子どもは、身のまわりで見聞きする言葉を吸収します。動画やテレビ、ゲームの中に乱暴な言葉が多いと、それを取り入れやすくなります。すべてを避けるのは難しいですが、視聴する内容を一緒に選ぶ、見る時間を決める、できるだけ一緒に見て気になる言葉には「これは使わない言葉だね」と声をかけるなど、環境を少し整えるだけでも影響は変わってきます。

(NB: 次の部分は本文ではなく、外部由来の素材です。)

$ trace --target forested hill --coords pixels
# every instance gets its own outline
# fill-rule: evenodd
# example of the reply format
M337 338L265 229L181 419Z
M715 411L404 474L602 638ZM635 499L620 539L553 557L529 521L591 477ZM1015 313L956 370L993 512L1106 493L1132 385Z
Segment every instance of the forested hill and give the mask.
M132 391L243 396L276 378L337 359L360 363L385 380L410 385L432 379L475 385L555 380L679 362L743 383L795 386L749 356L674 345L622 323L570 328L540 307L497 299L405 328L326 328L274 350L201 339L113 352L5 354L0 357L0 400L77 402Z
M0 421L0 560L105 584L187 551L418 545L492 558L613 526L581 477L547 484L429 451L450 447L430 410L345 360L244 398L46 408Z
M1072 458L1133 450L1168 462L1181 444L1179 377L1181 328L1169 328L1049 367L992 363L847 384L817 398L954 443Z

「動画で覚えたのか、急に『しね』なんて言い出してドキッとしました。強く叱るより、悲しい気持ちを伝えて、見る動画を一緒に選ぶようにしたら、少しずつ言わなくなってきました」という声も聞かれます。あわてず環境から見直すのも一つの方法です。
4歳児を育てる保護者

長く続く・エスカレートするとき

多くは一過性ですが、乱暴な言葉が長く続く、友達をくり返し傷つける、注意してもエスカレートしていくといった場合は、その言葉の裏に、うまく表せない困りごとやストレスが隠れていることもあります。そんなときは、家庭だけで抱え込まず、園の先生と様子を共有し、連携して見守るとよいでしょう。集団の中での姿を知る先生の視点は、家庭では気づきにくいヒントをくれます。気になる状態が続くときは、自治体の子育て相談窓口などに相談してみるのも安心につながります。

よくある質問

乱暴な言葉を使うのは、しつけが足りないからでしょうか?
そうとは限りません。乱暴な言葉は、多くの場合ことばを獲得していく成長の一過程で、響きの面白さや大人の反応、まわりの模倣などから使うことがあります。しつけの不足と決めつけず、まずは落ち着いて理由に目を向けることが大切です。
強く叱ってやめさせるのはダメですか?
頭ごなしに強く叱ったり罰したりするのは逆効果になりやすい対応です。恐怖で一時的に止まっても理由は伝わりにくく、見ていないところで使うようになることもあります。淡々と対応し、言われた側の気持ちを短く伝え、別の言い方を一緒に考えるほうが効果的です。
『うんち』『おしり』を連発して困ります。どうすれば?
とくに2〜3歳ごろは、音の響きや大人が慌てる反応そのものを面白がっていることが多いものです。大げさに反応するほど盛り上がってしまうので、あえて淡々と受け流すのが向いています。多くは成長とともに落ち着いていきます。
友達の影響で覚えたようです。友達と遊ばせない方がいい?
遊びを制限する必要はありません。友達や年上の子の言葉をまねするのは自然なことです。使ったときに『その言葉は聞くと悲しいな』と気持ちを伝え、別の言い方を提案する関わりを続けましょう。家庭や動画など、他の環境も一緒に見直すと安心です。
いつまで様子を見ていいですか?相談の目安は?
多くは一過性ですが、長く続く・友達をくり返し傷つける・注意してもエスカレートするといった場合は、園の先生と様子を共有して連携するとよいでしょう。気になる状態が続くときは、自治体の子育て相談窓口などに相談すると安心です。

まとめ

子どもの乱暴な言葉に、決まった一つの正解はありません。ただ共通して言えるのは、多くは言葉を身につけていく途中の姿であり、過度に心配しすぎなくてよいということです。面白がらず、強く罰しすぎず、淡々と受け止めながら、伝えたかった気持ちを言葉にする手伝いをする。この関わりを続けるうちに、その子なりの言葉で気持ちを表せるようになっていきます。

乱暴な言葉への関わりチェックリスト

  • 驚いたり笑ったりせず、淡々と落ち着いて対応する
  • 「そう言われると悲しいな」と言われた側の気持ちを短く伝える
  • 言いたかった気持ちを代わりに言葉にし、別の言い方を提案する
  • 望ましい言葉が使えたら、その場で認める
  • 大人自身の言葉づかいや、動画・テレビなどの環境を見直す
  • 面白がる・体罰や人格否定・無視しすぎは避ける
  • 長く続く・エスカレートするときは園や自治体の窓口と連携する

乱暴な言葉が出た日も、その子が新しい言葉と向き合っている成長の途中です。あわてず、その裏にある気持ちにそっと目を向けながら、一緒に言葉を育てていきましょう。